FERN KNIGHT – FERN KNIGHT

(CD on VHF Records)

 

     Fern Knight's eponymous follow-up to their fine 'Music for Witches and Alchemists' is another fine splash of wattle and daub on the ever growing and strengthening construct that is North Philadelphia's psychedelic folk scene. As with so many of the releases from that neck of the woods, Greg Weeks recorded it on the glorious atavistic ribbon that is 24-track magnetic tape, and it was mixed by the deft hand of Brian McTear at Philly's Miner Street studios. This is worth noting up front, as few releases in modern times sound this good – placed perfectly at the intersection of analog techniques that achieved apotheosis in the 60s, and digital techniques that give an expansive clarity to the higher frequencies so that the sound-stage created seems sky-high and oceanic, erasing the dimensions of living room and even car and transporting the listener to somewhere else.

 

    On this latest Fern Knight release, the strengths of the chamber quartet assembled by Margie Wienk are very much to the fore. Margie's vocals and cello are augmented by Jesse Sparhawk on harp and electric bass, Jim Ayre on Flying V and percussion, and James Wolf on violin.
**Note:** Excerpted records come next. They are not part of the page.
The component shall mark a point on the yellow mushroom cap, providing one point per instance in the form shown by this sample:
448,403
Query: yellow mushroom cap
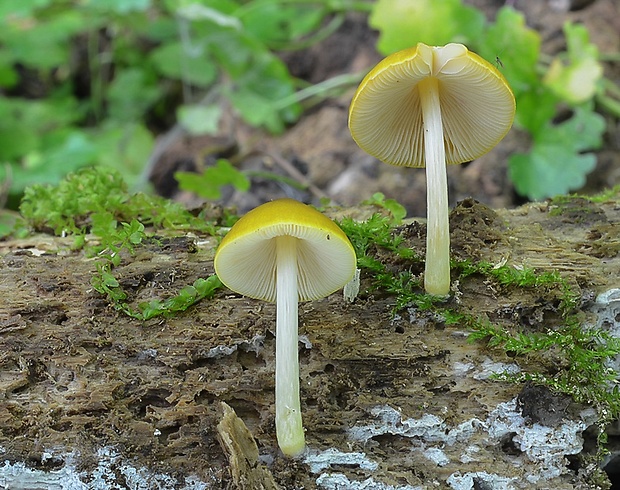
245,261
477,105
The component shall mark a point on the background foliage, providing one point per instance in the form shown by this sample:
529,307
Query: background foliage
92,82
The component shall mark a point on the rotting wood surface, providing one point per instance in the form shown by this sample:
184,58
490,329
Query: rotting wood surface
377,391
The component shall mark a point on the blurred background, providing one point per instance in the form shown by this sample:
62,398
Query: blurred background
241,101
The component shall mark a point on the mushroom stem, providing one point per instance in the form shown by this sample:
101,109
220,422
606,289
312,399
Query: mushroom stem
289,428
437,266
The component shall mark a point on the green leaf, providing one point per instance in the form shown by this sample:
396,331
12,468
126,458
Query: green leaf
124,147
404,23
103,224
43,44
131,94
11,9
197,119
556,165
535,108
209,183
278,24
576,80
119,6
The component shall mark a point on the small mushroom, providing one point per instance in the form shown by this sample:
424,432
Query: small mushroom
428,106
285,251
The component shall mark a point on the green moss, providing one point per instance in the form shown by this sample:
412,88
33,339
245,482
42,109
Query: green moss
581,370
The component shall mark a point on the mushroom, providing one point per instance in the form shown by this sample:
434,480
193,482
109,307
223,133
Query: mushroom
285,251
428,106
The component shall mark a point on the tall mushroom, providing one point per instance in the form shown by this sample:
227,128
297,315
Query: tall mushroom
429,106
285,251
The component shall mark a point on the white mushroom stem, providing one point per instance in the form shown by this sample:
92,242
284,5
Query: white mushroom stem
437,266
289,428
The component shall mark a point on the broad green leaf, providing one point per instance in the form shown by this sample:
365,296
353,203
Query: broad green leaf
10,9
197,12
198,119
124,147
119,6
575,81
174,61
73,151
535,108
556,164
517,47
277,24
16,140
8,74
131,94
208,185
404,23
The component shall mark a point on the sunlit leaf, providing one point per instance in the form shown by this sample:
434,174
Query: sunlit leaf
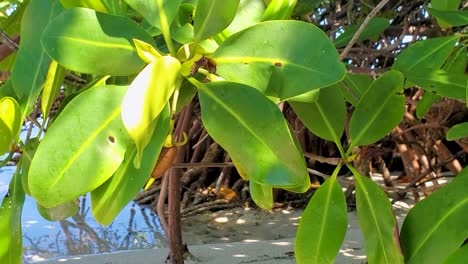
32,62
253,131
323,224
146,98
436,226
112,196
82,148
377,222
86,41
379,110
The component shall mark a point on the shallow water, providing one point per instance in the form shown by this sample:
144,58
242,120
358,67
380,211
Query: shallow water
133,228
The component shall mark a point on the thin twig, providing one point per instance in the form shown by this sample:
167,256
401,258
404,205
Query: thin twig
362,27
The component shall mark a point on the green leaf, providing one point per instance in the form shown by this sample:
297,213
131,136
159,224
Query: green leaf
10,122
112,196
279,9
59,212
379,110
458,131
252,129
261,194
443,83
32,62
453,18
436,226
212,16
425,54
79,38
325,114
255,57
377,222
323,224
375,26
82,148
10,224
29,150
146,98
425,103
52,85
158,13
354,86
459,256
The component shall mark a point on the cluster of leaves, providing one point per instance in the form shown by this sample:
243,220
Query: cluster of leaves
148,59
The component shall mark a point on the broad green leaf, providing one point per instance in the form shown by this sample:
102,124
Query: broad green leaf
146,98
425,54
453,18
28,74
10,224
10,122
436,226
82,148
212,16
443,83
325,114
379,110
86,41
425,103
261,194
458,131
354,86
375,26
279,9
29,150
377,222
459,256
255,57
52,85
112,196
255,134
59,212
323,224
146,52
445,5
159,13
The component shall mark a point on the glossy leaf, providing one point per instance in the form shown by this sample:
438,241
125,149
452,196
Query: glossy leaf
323,224
29,150
59,212
261,194
146,98
80,37
10,225
253,131
459,256
52,85
159,13
212,16
325,114
425,54
379,110
377,222
256,57
436,226
279,9
112,196
443,83
458,131
375,26
28,74
10,122
82,148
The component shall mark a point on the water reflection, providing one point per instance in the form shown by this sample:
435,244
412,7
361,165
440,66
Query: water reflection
133,228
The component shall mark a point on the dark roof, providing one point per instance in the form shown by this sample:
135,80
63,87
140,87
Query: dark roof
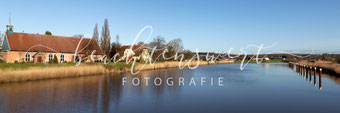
36,42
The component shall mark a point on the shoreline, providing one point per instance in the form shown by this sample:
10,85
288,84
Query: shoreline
41,73
325,65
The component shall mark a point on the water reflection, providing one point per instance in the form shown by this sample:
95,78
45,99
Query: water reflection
100,93
272,85
312,73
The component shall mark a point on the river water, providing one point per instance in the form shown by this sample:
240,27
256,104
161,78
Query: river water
271,87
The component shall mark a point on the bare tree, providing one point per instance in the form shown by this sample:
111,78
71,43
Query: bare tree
176,44
105,40
115,47
158,43
95,33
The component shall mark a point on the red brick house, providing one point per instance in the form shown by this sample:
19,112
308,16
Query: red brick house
36,48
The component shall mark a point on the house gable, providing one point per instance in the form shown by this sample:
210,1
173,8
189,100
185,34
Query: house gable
5,44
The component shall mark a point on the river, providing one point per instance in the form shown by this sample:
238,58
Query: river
268,87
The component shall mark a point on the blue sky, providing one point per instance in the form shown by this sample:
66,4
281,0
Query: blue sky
209,25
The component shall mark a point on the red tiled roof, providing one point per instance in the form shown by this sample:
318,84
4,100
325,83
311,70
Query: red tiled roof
135,48
33,42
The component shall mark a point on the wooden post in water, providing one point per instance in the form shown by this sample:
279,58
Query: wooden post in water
314,76
320,74
310,74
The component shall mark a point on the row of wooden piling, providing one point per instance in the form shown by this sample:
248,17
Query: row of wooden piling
308,72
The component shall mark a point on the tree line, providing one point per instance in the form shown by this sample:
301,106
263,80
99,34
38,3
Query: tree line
110,49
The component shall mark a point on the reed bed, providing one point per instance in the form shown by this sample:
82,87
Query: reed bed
38,73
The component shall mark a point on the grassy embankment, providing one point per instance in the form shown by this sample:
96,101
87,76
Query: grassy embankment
28,71
254,61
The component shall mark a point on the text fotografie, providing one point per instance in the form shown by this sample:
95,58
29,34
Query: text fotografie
171,81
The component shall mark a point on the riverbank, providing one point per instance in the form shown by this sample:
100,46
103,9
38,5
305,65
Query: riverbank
39,72
325,65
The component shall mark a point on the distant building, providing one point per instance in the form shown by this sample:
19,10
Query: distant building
35,48
136,51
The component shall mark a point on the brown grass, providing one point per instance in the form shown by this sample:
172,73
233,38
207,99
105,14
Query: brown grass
38,73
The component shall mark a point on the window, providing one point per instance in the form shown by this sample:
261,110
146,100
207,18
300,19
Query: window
27,57
62,58
50,57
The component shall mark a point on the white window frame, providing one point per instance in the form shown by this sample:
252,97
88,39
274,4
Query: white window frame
27,57
49,57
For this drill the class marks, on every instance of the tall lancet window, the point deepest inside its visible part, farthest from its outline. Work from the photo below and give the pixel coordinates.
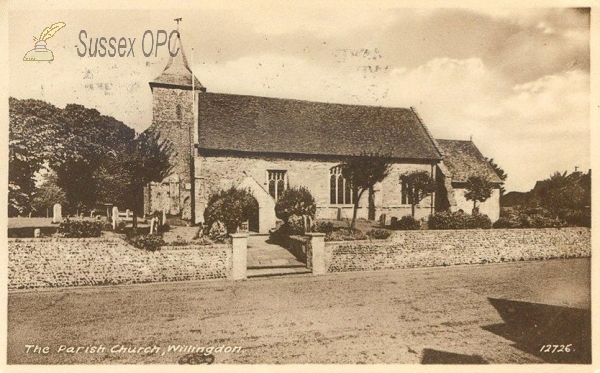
(178, 112)
(339, 188)
(277, 182)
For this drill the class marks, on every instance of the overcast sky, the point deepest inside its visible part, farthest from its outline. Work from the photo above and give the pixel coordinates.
(516, 80)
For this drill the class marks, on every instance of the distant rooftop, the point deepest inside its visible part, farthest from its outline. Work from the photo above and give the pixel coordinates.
(463, 159)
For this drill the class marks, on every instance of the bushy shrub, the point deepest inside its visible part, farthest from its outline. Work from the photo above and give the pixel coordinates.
(507, 222)
(345, 235)
(279, 235)
(295, 201)
(150, 242)
(517, 219)
(231, 207)
(322, 227)
(79, 228)
(458, 220)
(295, 225)
(539, 221)
(378, 234)
(407, 223)
(217, 232)
(577, 218)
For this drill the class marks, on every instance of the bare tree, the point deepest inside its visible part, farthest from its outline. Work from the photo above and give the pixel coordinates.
(363, 172)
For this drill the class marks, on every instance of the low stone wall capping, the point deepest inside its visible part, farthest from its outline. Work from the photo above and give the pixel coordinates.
(410, 249)
(59, 262)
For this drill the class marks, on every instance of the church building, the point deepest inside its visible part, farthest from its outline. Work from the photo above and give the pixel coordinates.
(267, 145)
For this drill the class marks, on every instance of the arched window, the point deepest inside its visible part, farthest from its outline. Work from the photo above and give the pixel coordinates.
(340, 192)
(277, 182)
(178, 112)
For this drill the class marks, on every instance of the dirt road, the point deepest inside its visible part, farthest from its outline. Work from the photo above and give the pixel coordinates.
(408, 316)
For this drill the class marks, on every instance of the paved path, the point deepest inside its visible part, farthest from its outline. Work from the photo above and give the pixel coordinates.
(264, 254)
(404, 316)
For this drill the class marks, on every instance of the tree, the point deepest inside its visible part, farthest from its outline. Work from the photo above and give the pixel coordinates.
(500, 172)
(48, 194)
(231, 207)
(122, 175)
(33, 136)
(478, 189)
(73, 142)
(363, 172)
(295, 201)
(419, 185)
(562, 191)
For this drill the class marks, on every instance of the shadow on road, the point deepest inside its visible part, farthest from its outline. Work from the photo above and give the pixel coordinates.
(532, 326)
(431, 356)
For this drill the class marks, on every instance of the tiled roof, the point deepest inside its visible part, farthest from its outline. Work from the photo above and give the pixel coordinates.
(178, 72)
(463, 159)
(273, 125)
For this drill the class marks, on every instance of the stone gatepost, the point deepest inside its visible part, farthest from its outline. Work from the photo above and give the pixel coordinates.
(315, 253)
(239, 257)
(115, 217)
(57, 213)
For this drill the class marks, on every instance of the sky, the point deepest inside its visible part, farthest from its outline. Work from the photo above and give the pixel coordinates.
(515, 80)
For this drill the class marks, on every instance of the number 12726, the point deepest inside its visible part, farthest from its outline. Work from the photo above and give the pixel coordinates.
(556, 348)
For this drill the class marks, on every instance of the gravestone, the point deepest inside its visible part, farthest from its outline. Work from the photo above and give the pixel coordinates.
(152, 223)
(115, 217)
(57, 213)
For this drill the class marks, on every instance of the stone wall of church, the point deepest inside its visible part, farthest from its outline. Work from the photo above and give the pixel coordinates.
(221, 172)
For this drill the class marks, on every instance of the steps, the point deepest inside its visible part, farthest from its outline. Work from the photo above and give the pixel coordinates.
(270, 260)
(278, 271)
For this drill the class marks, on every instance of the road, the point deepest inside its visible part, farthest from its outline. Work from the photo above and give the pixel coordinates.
(405, 316)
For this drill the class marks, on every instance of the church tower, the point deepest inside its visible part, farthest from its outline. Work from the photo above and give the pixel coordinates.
(173, 119)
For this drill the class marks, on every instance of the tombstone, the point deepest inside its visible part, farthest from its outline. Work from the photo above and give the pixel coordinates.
(57, 213)
(115, 217)
(152, 224)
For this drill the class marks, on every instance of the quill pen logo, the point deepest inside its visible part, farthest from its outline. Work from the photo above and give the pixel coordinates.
(40, 52)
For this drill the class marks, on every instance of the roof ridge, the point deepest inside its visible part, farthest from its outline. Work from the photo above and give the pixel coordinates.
(309, 101)
(433, 140)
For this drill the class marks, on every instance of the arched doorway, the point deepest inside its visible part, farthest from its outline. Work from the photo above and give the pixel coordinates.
(266, 206)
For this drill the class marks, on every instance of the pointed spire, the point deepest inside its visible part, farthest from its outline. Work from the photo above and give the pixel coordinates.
(177, 72)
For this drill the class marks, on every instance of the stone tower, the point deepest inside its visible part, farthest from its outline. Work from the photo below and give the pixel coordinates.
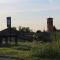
(50, 24)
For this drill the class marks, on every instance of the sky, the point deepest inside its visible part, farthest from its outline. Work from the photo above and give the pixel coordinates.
(30, 13)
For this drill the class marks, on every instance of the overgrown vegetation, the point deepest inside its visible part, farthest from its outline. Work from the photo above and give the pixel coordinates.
(35, 50)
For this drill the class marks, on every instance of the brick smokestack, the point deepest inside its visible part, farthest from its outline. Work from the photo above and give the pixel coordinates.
(50, 24)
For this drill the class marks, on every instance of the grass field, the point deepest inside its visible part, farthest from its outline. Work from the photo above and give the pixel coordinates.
(35, 50)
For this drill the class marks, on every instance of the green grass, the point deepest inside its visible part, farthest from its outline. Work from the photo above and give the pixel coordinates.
(34, 50)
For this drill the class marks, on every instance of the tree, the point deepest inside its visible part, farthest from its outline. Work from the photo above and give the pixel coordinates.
(14, 28)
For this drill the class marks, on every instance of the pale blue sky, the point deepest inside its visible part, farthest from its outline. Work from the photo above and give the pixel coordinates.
(29, 13)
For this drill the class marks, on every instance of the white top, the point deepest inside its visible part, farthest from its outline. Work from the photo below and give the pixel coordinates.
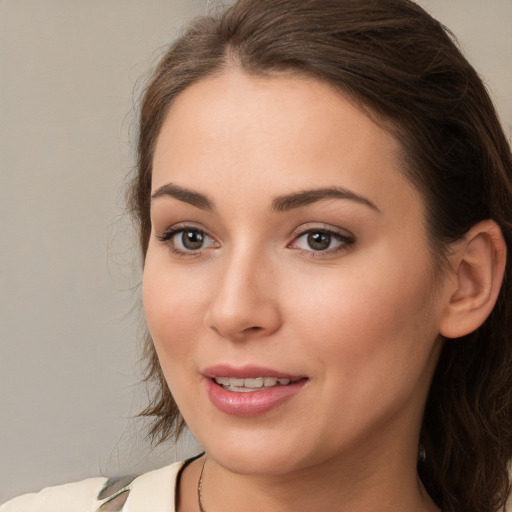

Traditional chamber instrumentation (harp, cello, violin) are thus able to form a narrative able to be emphatically punctuated by storms of electric guitar and bass to give voice to the drama in Wienk's songs. It's a dialectic between the pastoral and the apocalyptic that is central to the concerns of this particular Fern Knight work, if not all. 'Bemused' seems to come from a European art music tradition; Brechtian techniques come to mind in its juxtaposition of harp breezes and electric guitar super-cells. Lyrics are impressionistic rather than narrative: "Lapping sea foam with your fingers that stretch circumference around", repeated in rounds, endlessly gyrating. 'Silver Fox' must be one of the most striking neo-folk compositions of the past decade. An iconic melody and a traveller's tale – originally it was intended for a compilation on the theme of Carnival that was never realised but the world has it now to enjoy. Margie explained the haunting story to me thus: It's a story of conjoined twins and their attempt at running away from their circus life sometime in the early part of the 20th century. Their tale of loneliness is told through the eyes of other solitary creatures they meet on their way: a mushroom, a fir tree and a fox. But as winter arrives, so does the realization that they will have to heed the barker's call and make their way back to their home in order to survive. Sonorous cello introduces the marvellous 'Sundew', a bewitched impression of the New Jersey Pine Barrens, which can now cast some light to erase the dark shadows left in my mind by the brilliant, snowbound episode of The Sopranos set there.

 

    Several tracks on the CD were written during travels in Ireland. 'Synge's Chair' stunningly depicts the search for a landmark, conducted to fill in time while temporarily stranded on one of the Aran Islands. It takes a typical UK folkloric route, using a Childe Ballad approach with numerous verses telling the story.

 

    The album concludes with the three-part progressive folk 'Magpie Suite'. The Prelude's lyrics are taken from Milton's "Paradise Lost" and features fine overlapping male and female vocal lines sung by Wienk and Greg Weeks, forming an effective lead-in to the apocalyptic second part, which has almost a Cold War anxiety about nuclear holocaust to it. In effective contrast to the lyrical concerns, the music setting is medieval and sentimental.  The final part sets impressions of a blasted landscape over baroque instrumentation, as if Cormac McCarthy's coldly secular "The Road" were to be re-imagined as ending in rapture rather than ambiguity. (Tony Dale).